Prices began tipping eventually, and now sit in the £750/£799 bracket new. This is around what I see more basic AR15s from the better builders go for S/H. When the Steyr appeared, there seemed to be quite a few cheaper ARs about from various makers which appear to have vanished now; Cactus Arms and Sabre spring to mind possibly, although they all seemed S/H too.

So, this came from Sportsman down in Exeter. They have these, plus self-loading models in stock which are cheaper for some reason. Good service as usual; it's an amazing American size shooting shop, well worth visiting.

It came in a basic cardboard box, supplied with 10rnd magazine and manual. I think they came with 10/20/30rnd included originally and still might at cost. The manual is OK; bit basic, but I worked it out without much trouble. They come screw cut as standard with thread protector; watch that, it works loose when firing. Not sure what sized thread.

Build Quality

They are basically the AUG A2 in civilian/Police format, but with a few differences. It has no quick change barrel feature on most models and no flash suppressor. Not sure what other differences there may be, apart from obvious lack of gas parts.

The build is very good with virtually everything being plastic, including the trigger unit. It is quite high strength and has a quality feel. The receiver and barrel are the main metal parts; I would say the receiver is aluminium.

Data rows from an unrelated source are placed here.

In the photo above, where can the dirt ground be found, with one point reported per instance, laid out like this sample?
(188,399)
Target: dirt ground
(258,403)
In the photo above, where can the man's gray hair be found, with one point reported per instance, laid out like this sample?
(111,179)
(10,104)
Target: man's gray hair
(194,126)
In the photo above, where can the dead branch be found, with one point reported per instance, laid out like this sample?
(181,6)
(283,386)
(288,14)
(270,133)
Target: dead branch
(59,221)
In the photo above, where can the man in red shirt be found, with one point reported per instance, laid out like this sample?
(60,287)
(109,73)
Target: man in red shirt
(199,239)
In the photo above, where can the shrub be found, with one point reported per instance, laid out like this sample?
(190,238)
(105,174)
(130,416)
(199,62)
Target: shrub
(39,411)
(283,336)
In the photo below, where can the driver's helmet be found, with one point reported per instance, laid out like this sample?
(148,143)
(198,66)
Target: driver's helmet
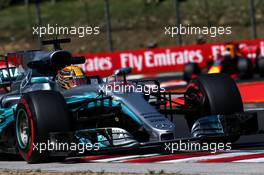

Mounting options are good as far as optics go. It includes a weaver rail which is removable for fitting the proprietary optic I think. I managed to fit a 16X50 without trouble in medium mounts, but used a 10X42 for most shooting which worked well. I now have a SUSAT to go on it, and that will need an adapted base which also provides extra mounting range, it might be a bit short for compact scopes with poor eye-relief. Smaller conventional scopes do unusually well with the rifle, but I thought something more original would be fun.


In terms of accessories, you are a bit stuffed. They do not really take a bipod, without investing quite a bit of cash. The A3 has a railed tube for all this; not sure why it isn't implemented on these. They have sling fitments as standard, so no bother there.

Ergonomically I think they are very good. It still beats the SA80 with the new vertical grip fitted, and certainly the original green tube. Not sure how it fairs next to Tavors or the Famas, but I would be impressed if they had the balance of this. These are usable with the grip folded as far as I know, but the self-loading models had a gas vent near it which made it dangerous. The lack of bipod can be quite limiting, but it does wok well for any freehold position.

The trigger and general mechanics are fairly poor. I find the trigger usable, although it takes care to use it accurately. Cocking effort is decent, but it takes more force than expected; seems to be wearing in already. It extracts everything I have tried, including RG (sometimes a bit tightly), and favours commercial .223.


Easy enough to strip and maintain. It comes apart with one button, and the trigger unit is removable if required. Some lubricant in the right places helps cocking effort. Pity the barrel doesn't come out.

I won't go in to accuracy greatly yet. They have a 20" inch 1/9 twist rate and the barrel is chrome lined, so hopefully excellent longevity. It shot about 1" inch with Dynamit Nobel at 100m, nearer 2" with RG; they can do far better. Did try at 300m, but the wind was bad, so I gave up.

In Conclusion

Quite pleased overall. They are more of a fun rifle, unless you hunt, but I will find a niche for competitive shooting with it.

Also worth mentioning after-market work isn't really available, but the trigger tamers should easily be done at home. Mark Bradley did offer various modification, but has apparently stopped.